Researchers have offered an explanation. When cats begin to fall, they tense and arch their backs and rely on their physiological advantages to survive. This proves an admirable strategy for falls of short distance, but less so for falls that are longer but not long enough for the cat to reach terminal velocity, the point where its velocity while falling remains constant.

Cats have a relatively low terminal velocity of 60 mph, about half that of humans, which they reach when falling about five stories high. Up to this point, the injuries increase in severity, but then they have time to adopt a more relaxed body state, using it more like a parachute, and thus minimize their injuries.

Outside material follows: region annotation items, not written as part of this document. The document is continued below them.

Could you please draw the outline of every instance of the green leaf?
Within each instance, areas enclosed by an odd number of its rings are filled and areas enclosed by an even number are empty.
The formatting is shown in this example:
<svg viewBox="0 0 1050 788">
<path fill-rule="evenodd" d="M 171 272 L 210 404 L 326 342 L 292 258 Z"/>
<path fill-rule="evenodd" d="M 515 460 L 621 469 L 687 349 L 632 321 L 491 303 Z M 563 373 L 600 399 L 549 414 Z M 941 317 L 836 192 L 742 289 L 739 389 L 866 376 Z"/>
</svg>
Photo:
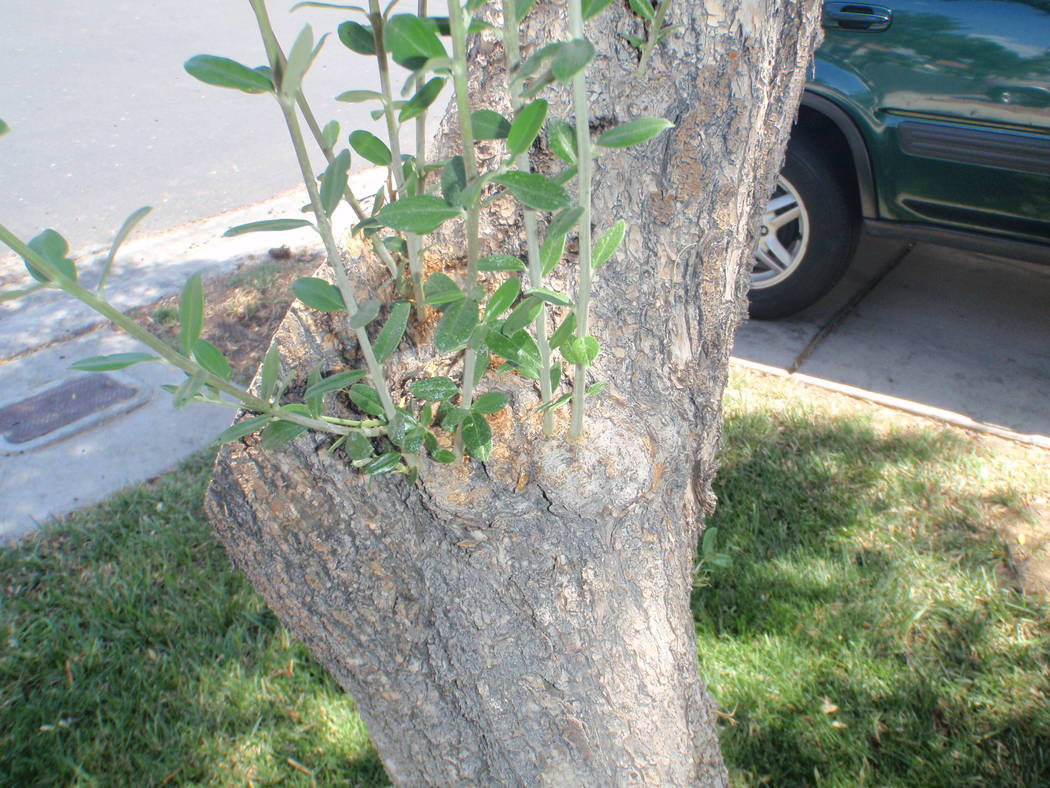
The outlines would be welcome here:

Picture Post covered the falling cat phenomenon in 1944.

The flaw in their research, however, was that the sample was significantly biased toward cats that initially, if not ultimately, survived their falls. After all, owners wouldn’t take their cats to a vet’s office if they were killed on the spot. Further doubts were cast on the results of a study of 119 cats that had fallen from at least four floors, published in October 2004 in the Journal of Feline Medicine and Surgery. One of its key findings was that “falls from the seventh floor or above are associated with more severe injuries and a higher incidence of chest trauma.”

Either way, it’s still pretty incredible that survival is even a vague possibility of such huge falls; cats are naturally adapted to survive relatively unscathed the kind of falls that, to the human eye, would appear to be fatal. No wonder as they domesticated it led to the belief that they led one or more charmed lives. Unfortunately, they are like us: mortal.